Attentive to literary history's perennial claim that literature functions as a mediating space, standing self-consciously outside the discourses of science, philosophy, and history, Spariosu constructs a genealogy of liminality that encompasses Gorgias, Sidney, Schiller, Shelley, Jean-Paul Sartre and contemporary thinkers such as Mazzotta, Nemoianu, Iser, and Pérez-Firmat. What Spariosu shows is that throughout this tradition, literary liminality has been defined as "marginality (either supportive-corrective, or subversive), mediating neutrality, and self-transcending plasticity." Spariosu clearly tends toward the final definition, seeing the first two as perpetuating a Platonic (and agonistic) notion of Being.

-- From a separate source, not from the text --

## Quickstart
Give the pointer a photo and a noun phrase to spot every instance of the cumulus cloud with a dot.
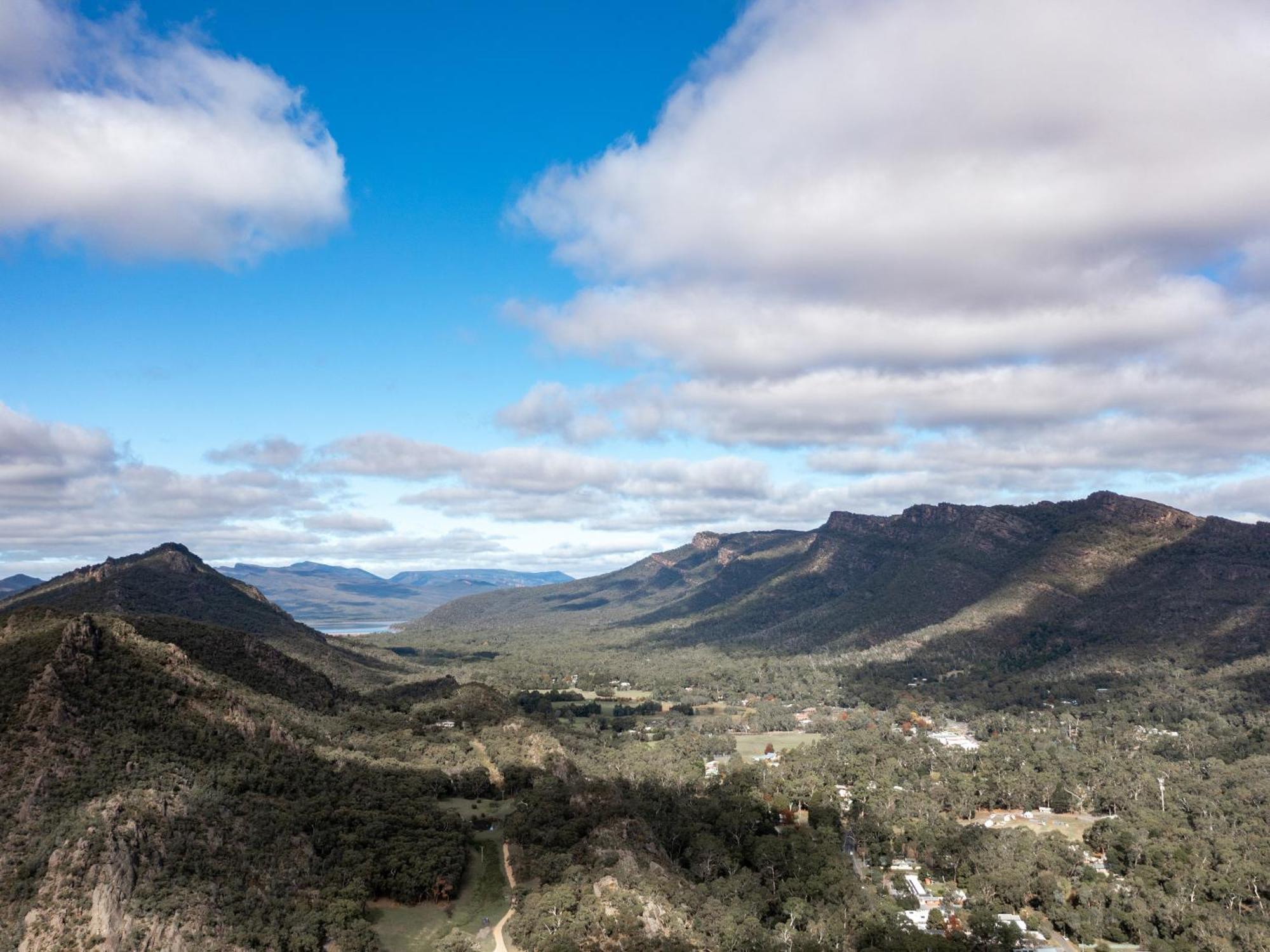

The Wreath of Wild Olive can be taken as Spariosu's response to the experience of exile common to expatriates of the Eastern bloc. This experience includes the incisive view of the Janus-faced will to power, of the competitive and destructive spirit that replicates itself even in those once "alternative communities" that reinforce the Will to Power through a collective "joyful forgetfulness" of its mechanisms. Inherent to this approach is a critique of the hermeneutics of suspicion, which, Spariosu suggests, uncover again and again the banality of power, extending power's reach by insisting on its omnipresence, and by glorifying the critic who reinforces the agonistic nature of the critical endeavor. The Wreath of Wild Olive is, of course, a polemical work, which constitutes a paradox that will surely not escape the astute reader. However, Spariosu asks the reader to suspend, for a few hours, that kind of tautological thought, to entertain the possibility that criticism might be understood within a different frame of reference, and that the book might indeed map the contours of an alternative irenic criticism.